New Hope In Cancer Battle: FDA Grants Breakthrough Device Status To Vivos Inc.'s RadioGel

Zinger Key Points
  • FDA grants RadioGel Breakthrough Designation, revolutionizing metastatic tumor treatment options.
  • RadioGel's innovative therapy offers potent, localized treatment for non-resectable cancers.

In a significant advancement for cancer therapy, the Food and Drug Administration (FDA) has awarded RadioGel Precision Radionuclide Therapy the coveted Breakthrough Device Designation. Developed by Vivos Inc. RDGL, this designation marks a crucial milestone in the treatment of solid metastatic tumors, particularly in lymph nodes associated with papillary thyroid cancer.

How RadioGel Works

RadioGel, a pioneering Yttrium-90-based injectable brachytherapy device, represents a groundbreaking approach to cancer treatment. It is designed for patients who are either not eligible for surgery or have chosen not to undergo the procedure, particularly those with non-radioiodine avid disease and limited burden regional nodal disease.

The therapy involves directly injecting a hydrogel containing yttrium-90 phosphate microparticles into the tumor.
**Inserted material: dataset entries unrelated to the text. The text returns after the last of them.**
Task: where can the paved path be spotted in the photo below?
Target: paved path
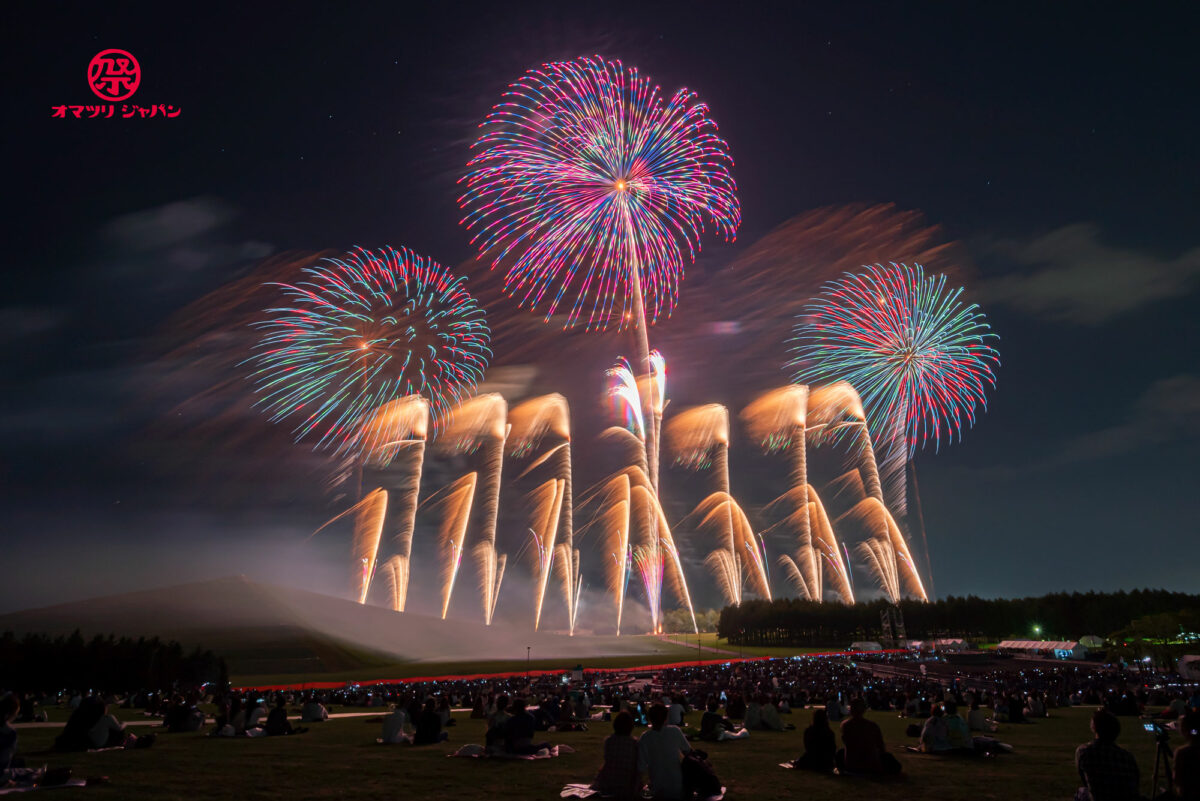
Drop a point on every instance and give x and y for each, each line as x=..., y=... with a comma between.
x=157, y=721
x=667, y=638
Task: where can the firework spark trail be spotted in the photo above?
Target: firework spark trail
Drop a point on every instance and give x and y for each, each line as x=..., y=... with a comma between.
x=400, y=426
x=838, y=411
x=700, y=438
x=480, y=423
x=655, y=399
x=721, y=512
x=725, y=567
x=532, y=422
x=361, y=331
x=819, y=555
x=491, y=572
x=876, y=517
x=391, y=568
x=546, y=509
x=670, y=554
x=916, y=353
x=457, y=500
x=567, y=560
x=835, y=414
x=369, y=517
x=587, y=181
x=778, y=419
x=881, y=560
x=612, y=518
x=647, y=553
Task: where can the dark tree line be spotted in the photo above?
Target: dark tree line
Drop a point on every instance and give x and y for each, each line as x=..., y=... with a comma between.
x=39, y=662
x=1060, y=615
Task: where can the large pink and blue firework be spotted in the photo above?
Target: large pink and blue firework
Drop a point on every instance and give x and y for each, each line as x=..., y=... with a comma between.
x=585, y=176
x=917, y=354
x=363, y=330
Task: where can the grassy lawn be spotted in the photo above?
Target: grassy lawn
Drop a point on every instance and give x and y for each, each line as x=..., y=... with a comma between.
x=724, y=648
x=664, y=652
x=339, y=759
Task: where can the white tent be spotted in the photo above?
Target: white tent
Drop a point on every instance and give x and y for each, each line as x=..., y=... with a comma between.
x=1059, y=649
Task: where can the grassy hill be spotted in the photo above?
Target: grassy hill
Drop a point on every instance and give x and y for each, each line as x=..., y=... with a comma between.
x=276, y=633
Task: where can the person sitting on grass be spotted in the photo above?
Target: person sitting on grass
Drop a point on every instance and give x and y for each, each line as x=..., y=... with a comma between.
x=660, y=751
x=977, y=721
x=496, y=722
x=519, y=730
x=1187, y=758
x=820, y=746
x=9, y=709
x=444, y=711
x=715, y=728
x=313, y=711
x=768, y=715
x=958, y=734
x=429, y=726
x=183, y=716
x=256, y=712
x=935, y=735
x=618, y=777
x=395, y=727
x=863, y=750
x=1109, y=771
x=753, y=717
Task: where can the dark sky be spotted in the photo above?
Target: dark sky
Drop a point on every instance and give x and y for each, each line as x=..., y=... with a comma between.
x=1056, y=144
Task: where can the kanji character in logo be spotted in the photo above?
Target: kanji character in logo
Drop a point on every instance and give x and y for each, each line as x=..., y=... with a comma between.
x=114, y=74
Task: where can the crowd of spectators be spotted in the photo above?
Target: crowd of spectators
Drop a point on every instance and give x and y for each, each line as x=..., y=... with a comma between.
x=952, y=712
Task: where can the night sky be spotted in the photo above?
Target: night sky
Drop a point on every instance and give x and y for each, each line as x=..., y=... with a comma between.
x=1055, y=146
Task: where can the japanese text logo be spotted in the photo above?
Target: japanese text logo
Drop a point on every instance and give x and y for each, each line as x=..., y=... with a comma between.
x=114, y=74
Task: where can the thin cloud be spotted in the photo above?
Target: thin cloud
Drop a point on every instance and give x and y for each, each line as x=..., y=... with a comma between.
x=1069, y=275
x=1169, y=410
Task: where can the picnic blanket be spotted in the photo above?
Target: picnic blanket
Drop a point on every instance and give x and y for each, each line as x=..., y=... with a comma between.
x=587, y=792
x=70, y=782
x=479, y=752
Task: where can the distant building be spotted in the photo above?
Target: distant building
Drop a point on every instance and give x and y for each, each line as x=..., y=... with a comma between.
x=1044, y=648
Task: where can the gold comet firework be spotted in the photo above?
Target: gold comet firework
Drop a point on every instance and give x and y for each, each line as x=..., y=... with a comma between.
x=700, y=439
x=532, y=422
x=400, y=428
x=720, y=510
x=779, y=421
x=888, y=542
x=481, y=423
x=391, y=571
x=369, y=517
x=613, y=522
x=491, y=573
x=457, y=500
x=547, y=506
x=819, y=556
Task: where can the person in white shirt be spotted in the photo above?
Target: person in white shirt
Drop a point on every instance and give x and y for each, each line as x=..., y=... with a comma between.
x=394, y=727
x=661, y=750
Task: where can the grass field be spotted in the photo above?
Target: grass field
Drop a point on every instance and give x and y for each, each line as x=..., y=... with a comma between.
x=671, y=648
x=339, y=759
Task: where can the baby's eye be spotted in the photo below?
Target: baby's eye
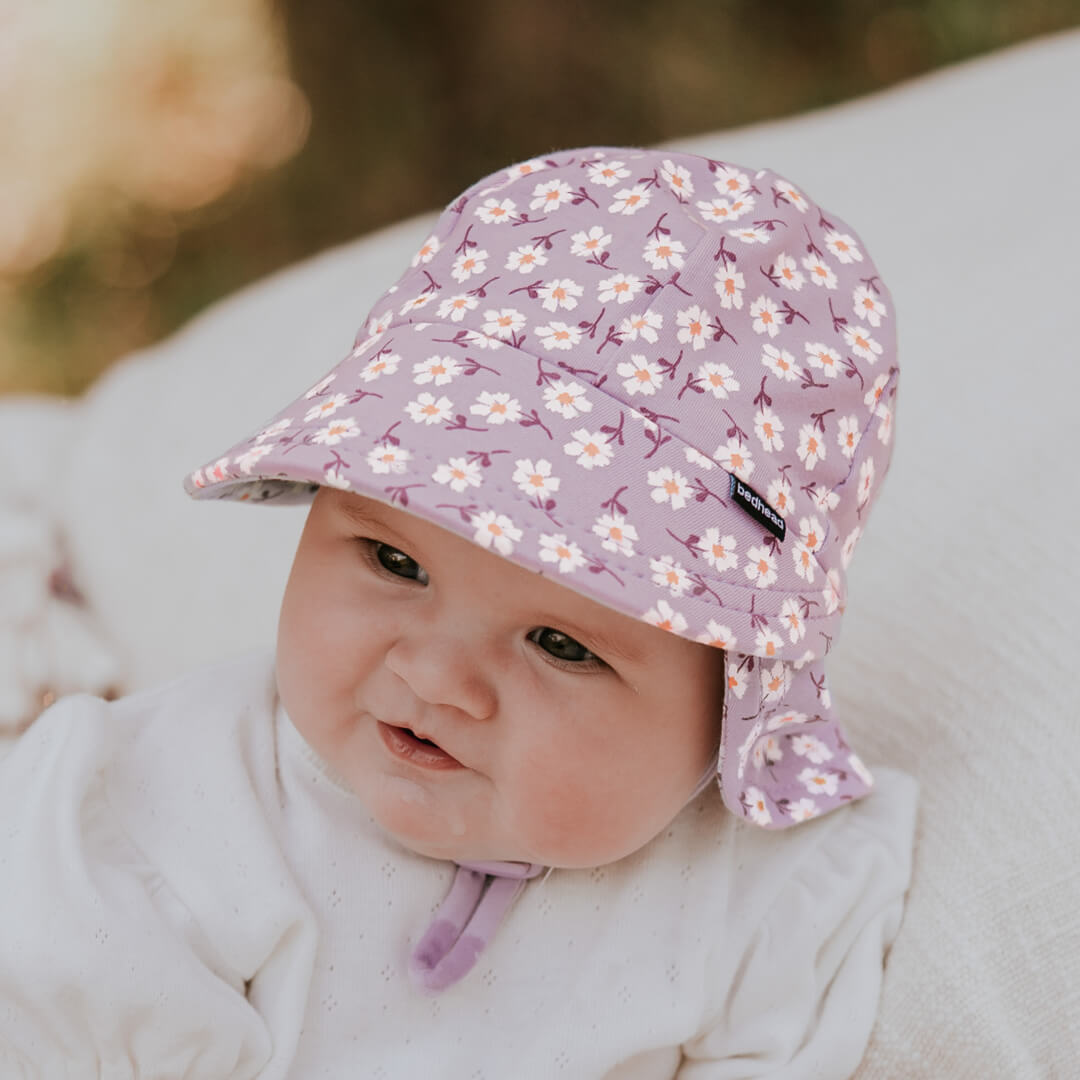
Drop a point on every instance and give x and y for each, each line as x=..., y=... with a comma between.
x=562, y=646
x=400, y=564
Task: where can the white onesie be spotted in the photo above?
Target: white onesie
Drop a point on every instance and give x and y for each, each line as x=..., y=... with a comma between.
x=187, y=891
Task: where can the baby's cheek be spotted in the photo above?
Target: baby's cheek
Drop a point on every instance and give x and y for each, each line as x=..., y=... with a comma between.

This method allows for a more localized and potent radiation treatment compared to traditional external-beam radiation therapies.
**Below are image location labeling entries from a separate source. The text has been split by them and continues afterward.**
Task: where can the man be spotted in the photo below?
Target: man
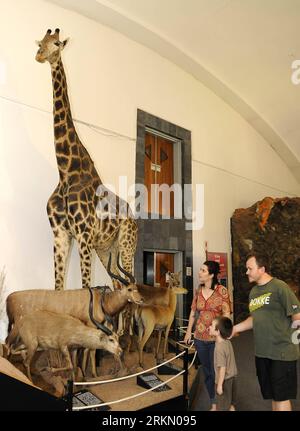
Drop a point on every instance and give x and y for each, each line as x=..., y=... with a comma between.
x=275, y=314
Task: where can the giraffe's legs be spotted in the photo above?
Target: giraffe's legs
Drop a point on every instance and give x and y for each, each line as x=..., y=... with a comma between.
x=62, y=244
x=127, y=238
x=85, y=253
x=104, y=256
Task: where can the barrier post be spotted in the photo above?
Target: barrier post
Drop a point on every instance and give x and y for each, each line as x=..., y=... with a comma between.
x=185, y=376
x=70, y=396
x=176, y=339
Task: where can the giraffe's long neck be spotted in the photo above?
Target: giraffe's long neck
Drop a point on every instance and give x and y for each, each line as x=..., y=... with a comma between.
x=73, y=160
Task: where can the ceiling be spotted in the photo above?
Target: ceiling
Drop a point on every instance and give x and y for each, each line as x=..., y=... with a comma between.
x=242, y=50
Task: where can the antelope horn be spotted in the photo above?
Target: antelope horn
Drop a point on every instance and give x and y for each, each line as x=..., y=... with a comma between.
x=130, y=276
x=116, y=277
x=97, y=324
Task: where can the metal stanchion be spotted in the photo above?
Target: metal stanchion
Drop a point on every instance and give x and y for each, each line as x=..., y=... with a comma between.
x=70, y=396
x=185, y=377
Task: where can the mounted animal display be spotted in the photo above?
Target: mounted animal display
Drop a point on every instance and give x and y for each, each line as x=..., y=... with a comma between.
x=49, y=330
x=160, y=317
x=72, y=207
x=75, y=303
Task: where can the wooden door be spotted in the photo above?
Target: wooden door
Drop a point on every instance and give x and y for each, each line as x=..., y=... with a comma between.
x=164, y=262
x=159, y=169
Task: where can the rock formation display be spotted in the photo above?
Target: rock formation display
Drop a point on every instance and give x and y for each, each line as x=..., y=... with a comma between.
x=271, y=226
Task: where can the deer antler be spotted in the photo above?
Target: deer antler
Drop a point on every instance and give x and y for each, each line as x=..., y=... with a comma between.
x=130, y=276
x=116, y=277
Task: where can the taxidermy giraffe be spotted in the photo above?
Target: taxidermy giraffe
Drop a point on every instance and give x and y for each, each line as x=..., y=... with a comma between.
x=72, y=206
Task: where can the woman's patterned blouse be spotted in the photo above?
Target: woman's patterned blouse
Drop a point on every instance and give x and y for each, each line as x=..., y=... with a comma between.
x=217, y=304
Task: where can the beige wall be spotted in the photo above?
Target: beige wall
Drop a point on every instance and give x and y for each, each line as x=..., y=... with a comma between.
x=109, y=78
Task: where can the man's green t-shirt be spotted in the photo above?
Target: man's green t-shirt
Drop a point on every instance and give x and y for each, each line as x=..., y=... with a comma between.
x=271, y=305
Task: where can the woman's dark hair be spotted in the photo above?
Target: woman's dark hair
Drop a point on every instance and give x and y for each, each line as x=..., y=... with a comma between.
x=213, y=268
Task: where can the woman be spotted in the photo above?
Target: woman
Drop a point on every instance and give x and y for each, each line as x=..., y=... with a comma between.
x=210, y=300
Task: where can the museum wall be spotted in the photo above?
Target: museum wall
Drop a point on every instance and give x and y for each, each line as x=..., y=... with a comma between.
x=109, y=78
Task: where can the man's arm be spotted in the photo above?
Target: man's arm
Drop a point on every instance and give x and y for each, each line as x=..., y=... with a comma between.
x=296, y=318
x=243, y=326
x=221, y=377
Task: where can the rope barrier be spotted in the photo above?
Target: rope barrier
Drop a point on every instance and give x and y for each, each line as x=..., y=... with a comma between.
x=129, y=376
x=89, y=407
x=131, y=397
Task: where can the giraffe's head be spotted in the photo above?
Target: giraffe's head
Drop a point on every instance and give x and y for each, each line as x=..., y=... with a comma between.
x=50, y=47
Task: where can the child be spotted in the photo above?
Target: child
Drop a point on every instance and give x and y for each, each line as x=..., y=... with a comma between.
x=224, y=363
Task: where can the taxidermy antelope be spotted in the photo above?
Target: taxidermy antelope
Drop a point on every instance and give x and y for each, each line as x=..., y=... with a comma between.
x=49, y=330
x=150, y=317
Dr. Mike Korenko, CEO of Vivos Inc., expressed his satisfaction with the FDA's decision, citing the thorough review process and the positive results from their Risk Management Report and animal therapy data. "The FDA did a very thorough review. The analysis in our Risk Management Report concluded that RadioGel is intrinsically safe and our animal therapy data verified its effectiveness," Korenko said.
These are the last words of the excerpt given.